福岡に水素エネルギー利用技術の研究開発拠点設立
 トヨタ自動車や新日鉄、新日本石油など約60社と九州大学、福岡県は共同で、福岡の九大新キャンパス内(05年開学予定)の”水素利用技術センター”に、水素エネルギー利用技術の研究開発拠点を開設する。7月には推進機関”福岡水素エネルギー戦略会議”が発足、会長には新日鉄の八木副社長、副会長にはトヨタの渡辺専務が就任する模様で、事務局は福岡県におく。戦略会議には日産自動車、松下電器産業、日立製作所、三菱商事なども参加を予定しており、産業界から幅広く参加を募って先端技術の集積を目指すとしている。
(日本経済新聞04年5月29日,西日本新聞6月2日、鉄鋼新聞6月9日)
 

超微細黒鉛ナノチューブ(GNT)の開発
 「黒鉛のテープをらせん状に巻いて固めた超微細なチューブを開発し、それを“グラファイトナノチューブ(GNT)”と名づけた」と、科学技術振興機構“相田ナノ空間プロジェクト”の福島研究員らが雑誌“サイエンス”に発表した。カーボンナノチューブ(CNT)に似た性質を持つが、簡単な製法で効率よく生産できる。
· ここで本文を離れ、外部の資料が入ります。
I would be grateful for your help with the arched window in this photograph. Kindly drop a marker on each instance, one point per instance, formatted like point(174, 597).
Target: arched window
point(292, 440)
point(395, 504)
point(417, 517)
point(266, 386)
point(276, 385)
GNTの長さは十数μm、太さはCNTのそれに比べて10倍強で20nm、表面は水になじみやすい。相田東大教授は「CNTの生成反応には高温、高い真空度という過酷な条件が必要であるが、GNTは化学処理したシートをある溶剤に入れ、温めながら溶かしてから冷やせば、自然に合成される」と簡単な製法のメリットを強調している。
(フジサンケイビジネスアイ04年6月4日)
 

DMEの実用化を目指した実証実験
 北九州市立大学、九州電力、Jパワーなどが参加する九州DME研究会(藤本北九州市立大学教授)は、05年度にも北九州市でDMEの実用化に向けた実証試験を開始する。試験では自動車、FC、デイーゼル発電機など複数の利用方法を同時に検証する他、その運転情報などをデーターベース化して、DME利用技術の確立に生かすとしている。
(電気新聞04年6月9日)
 

東ガス管内で都市ガスコージェネ累積設備容量が100万kW突破
 2003年度末で、東京ガス管内の都市ガスコージェネレーション累積設備容量が100万kWを突破、前年同期比17.3%増の107万2,000kWになった。最近10年で3倍に増加、特に産業用の伸びが著しい。設備容量の内訳は、民生用が同9.5%増の31万2000kW、産業用が同20.8%増の76万kWであった。
(電気新聞04年6月10日)
 日本ガス協会のまとめによると、2003年度末における全国の都市ガスコージェネレーションの累積設置容量は、前年度比10%増の295万6000kW、設置件数は123.7%増の5,799件であった。家庭用は、発電出力1kWのガスエンジンコージェネ“エコウイル”が爆発的に普及したため、設置件数が463.4%増の2,941件と大幅に増加した。
(電気新聞04年6月15日)
 

シャープ、ニューメキシコ州と太陽光発電・FCなどの技術開発で提携
 シャープは、6月16日「アメリカ・ニューメキシコ州と、太陽光発電やFCなど新エネルギー技術開発を共同で進めることに合意した」と発表した。同州にはサンデイア国立研究所やロスアラモス国立研究所など有力な研究施設が立地するとともに、州立大学が太陽光発電の研究に取り組んでいる。州政府が橋渡し役となって、州内の研究施設とシャープとの共同研究に着手する。
(読売、朝日、毎日、日本経済、産経、日経産業、日刊工業、電波新聞、フジサンケイビジネスアイ、化学工業日報、河北新報04年6月17日)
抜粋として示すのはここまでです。